Yes. Datadog Security Labs has documented a SQL-injection class issue where a multi-statement payload (for example `COMMIT; DROP TABLE …`) can escape the server-side read-only restriction. The mitigation is to never grant the connecting Postgres role anything beyond `SELECT` privileges — treat the MCP-level read-only flag as advisory only.

### Can I still install it from npm?

The `@modelcontextprotocol/server-postgres` package is still resolvable, but it is frozen at its archived version. New installs are strongly discouraged for the reasons above.

### Does the Datadog issue affect Postgres MCP Pro?

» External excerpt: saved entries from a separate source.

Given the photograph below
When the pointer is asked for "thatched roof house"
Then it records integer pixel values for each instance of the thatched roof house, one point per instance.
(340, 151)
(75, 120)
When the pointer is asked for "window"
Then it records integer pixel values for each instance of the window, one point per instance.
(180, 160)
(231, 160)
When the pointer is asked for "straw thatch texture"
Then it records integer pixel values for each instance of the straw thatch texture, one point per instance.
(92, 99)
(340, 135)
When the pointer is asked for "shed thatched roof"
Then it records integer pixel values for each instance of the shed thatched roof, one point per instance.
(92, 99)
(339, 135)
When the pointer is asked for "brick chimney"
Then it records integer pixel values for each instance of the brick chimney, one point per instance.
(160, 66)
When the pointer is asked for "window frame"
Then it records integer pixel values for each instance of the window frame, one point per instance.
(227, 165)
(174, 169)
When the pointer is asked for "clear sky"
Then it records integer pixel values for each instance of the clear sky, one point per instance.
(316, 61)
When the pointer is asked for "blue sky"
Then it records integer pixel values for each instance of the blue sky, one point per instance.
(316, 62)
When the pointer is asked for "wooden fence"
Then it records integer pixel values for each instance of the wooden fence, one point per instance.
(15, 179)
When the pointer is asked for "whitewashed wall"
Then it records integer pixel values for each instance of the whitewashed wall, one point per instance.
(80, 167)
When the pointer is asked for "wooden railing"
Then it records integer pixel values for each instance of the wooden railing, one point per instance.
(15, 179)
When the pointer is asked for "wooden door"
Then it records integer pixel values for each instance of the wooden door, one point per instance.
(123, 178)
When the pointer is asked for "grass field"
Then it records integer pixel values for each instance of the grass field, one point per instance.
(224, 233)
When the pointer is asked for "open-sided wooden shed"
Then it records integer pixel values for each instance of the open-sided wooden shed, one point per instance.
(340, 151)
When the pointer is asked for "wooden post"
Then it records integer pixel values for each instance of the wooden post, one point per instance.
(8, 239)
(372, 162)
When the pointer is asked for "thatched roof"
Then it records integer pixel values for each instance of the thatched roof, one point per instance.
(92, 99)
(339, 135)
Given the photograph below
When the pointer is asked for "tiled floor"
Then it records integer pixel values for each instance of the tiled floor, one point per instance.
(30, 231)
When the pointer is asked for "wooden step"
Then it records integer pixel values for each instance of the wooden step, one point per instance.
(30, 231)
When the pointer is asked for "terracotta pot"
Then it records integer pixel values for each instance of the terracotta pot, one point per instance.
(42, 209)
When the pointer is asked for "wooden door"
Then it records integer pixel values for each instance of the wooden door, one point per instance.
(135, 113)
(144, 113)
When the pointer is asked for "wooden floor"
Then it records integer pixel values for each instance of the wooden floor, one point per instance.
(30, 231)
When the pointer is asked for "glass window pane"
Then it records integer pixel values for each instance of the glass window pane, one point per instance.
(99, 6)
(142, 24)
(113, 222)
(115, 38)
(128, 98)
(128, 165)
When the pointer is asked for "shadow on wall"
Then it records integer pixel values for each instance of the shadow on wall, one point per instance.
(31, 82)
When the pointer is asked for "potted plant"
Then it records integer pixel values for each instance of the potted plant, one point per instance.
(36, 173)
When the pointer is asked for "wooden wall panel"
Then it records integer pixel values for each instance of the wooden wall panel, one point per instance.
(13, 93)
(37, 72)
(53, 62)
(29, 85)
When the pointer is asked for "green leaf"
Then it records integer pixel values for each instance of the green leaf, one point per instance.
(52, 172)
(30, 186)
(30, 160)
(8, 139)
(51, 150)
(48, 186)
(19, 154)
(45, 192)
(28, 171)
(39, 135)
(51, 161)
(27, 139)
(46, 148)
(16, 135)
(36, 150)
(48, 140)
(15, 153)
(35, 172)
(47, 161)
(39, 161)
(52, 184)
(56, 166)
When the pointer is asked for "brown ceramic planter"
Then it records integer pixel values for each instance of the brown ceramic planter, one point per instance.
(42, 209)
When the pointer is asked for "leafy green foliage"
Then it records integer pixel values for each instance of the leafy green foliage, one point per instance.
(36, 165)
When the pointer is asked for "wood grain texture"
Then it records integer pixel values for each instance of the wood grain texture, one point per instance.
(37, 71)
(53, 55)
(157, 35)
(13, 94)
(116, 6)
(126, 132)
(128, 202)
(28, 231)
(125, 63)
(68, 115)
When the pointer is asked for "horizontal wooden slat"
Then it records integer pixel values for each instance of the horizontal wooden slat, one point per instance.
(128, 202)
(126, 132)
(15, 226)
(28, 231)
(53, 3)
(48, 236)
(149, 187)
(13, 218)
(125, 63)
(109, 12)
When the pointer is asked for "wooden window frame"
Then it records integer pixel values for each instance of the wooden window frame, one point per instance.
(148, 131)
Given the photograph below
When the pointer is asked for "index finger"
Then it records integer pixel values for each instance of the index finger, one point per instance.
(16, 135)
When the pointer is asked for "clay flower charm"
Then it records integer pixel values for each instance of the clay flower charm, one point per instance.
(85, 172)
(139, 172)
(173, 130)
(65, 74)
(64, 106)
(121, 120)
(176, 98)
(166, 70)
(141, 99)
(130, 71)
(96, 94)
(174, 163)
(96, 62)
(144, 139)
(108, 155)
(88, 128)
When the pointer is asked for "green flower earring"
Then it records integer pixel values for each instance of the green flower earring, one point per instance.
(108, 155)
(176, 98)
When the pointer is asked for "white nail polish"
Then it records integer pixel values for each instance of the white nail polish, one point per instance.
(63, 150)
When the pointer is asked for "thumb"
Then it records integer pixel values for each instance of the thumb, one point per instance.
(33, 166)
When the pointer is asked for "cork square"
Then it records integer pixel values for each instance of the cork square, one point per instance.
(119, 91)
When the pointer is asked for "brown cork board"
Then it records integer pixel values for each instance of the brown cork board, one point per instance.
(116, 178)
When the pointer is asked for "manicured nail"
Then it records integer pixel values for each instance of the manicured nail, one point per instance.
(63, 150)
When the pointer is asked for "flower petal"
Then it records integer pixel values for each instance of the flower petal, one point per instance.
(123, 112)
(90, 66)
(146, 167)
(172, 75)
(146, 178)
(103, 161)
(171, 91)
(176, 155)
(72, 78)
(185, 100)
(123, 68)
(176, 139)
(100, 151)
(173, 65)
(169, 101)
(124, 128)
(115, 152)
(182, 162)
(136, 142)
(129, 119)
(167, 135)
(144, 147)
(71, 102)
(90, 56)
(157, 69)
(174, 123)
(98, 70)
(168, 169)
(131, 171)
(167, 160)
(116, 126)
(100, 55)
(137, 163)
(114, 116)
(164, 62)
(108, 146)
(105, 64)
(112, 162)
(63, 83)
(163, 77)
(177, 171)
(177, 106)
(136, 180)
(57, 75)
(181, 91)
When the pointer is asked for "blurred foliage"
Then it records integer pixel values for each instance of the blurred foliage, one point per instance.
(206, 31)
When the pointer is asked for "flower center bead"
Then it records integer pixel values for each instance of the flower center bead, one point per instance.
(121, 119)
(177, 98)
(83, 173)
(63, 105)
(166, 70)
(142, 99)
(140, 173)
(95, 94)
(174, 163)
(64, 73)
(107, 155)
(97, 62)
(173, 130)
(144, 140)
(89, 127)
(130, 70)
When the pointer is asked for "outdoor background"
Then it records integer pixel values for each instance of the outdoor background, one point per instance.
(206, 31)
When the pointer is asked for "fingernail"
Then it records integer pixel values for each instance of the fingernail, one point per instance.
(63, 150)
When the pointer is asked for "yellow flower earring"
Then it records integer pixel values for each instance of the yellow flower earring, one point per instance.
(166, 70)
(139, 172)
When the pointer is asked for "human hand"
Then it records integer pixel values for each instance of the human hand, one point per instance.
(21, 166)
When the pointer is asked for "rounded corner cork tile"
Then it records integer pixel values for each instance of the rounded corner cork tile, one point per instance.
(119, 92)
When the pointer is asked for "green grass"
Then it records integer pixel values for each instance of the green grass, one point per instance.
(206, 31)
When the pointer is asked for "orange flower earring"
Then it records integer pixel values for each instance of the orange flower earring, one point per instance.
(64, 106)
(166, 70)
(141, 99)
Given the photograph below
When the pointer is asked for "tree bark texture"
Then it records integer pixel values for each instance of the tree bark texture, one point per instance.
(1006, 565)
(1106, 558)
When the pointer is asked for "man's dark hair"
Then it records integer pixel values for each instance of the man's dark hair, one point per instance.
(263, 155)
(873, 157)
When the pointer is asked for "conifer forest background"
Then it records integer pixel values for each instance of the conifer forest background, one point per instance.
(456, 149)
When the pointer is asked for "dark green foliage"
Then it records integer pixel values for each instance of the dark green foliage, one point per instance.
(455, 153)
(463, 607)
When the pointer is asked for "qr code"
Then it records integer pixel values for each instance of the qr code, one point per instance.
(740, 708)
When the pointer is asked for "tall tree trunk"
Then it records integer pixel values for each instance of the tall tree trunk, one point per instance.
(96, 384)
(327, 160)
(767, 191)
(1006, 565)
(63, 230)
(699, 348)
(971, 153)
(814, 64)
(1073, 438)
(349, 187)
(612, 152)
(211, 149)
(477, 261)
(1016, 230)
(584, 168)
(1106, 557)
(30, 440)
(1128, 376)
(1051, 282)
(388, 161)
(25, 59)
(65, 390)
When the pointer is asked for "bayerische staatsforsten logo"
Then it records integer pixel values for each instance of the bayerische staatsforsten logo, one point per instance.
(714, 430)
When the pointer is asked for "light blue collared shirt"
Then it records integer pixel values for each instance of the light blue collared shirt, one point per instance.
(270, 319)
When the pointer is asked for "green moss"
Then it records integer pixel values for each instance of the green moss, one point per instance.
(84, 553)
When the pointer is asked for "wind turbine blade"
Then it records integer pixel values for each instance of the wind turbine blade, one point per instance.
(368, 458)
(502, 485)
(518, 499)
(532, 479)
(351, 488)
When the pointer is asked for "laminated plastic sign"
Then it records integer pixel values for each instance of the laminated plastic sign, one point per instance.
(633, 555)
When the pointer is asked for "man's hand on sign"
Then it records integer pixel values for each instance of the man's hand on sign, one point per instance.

No — Postgres MCP Pro implements its own read-only enforcement that does not split on the same multi-statement boundary, and writes are gated behind an explicit safe-mode flag. The vulnerability is specific to the archived reference server.

### I have an existing agent using this MCP — what do I do?

Two steps: (1) swap `npx -y @modelcontextprotocol/server-postgres` for `uvx postgres-mcp` (Postgres MCP Pro) and pass the connection string as `DATABASE_URI`; (2) make sure the connecting Postgres role is GRANT-ed only `SELECT` on the schemas you want exposed — that DB-level guard is what makes the read-only contract real, regardless of which MCP you use.

## Changelog

- **2026-05-29** — Refreshed install snippets and fact sheet; verified for 2026.
- **2024-11-25** — Initial directory listing.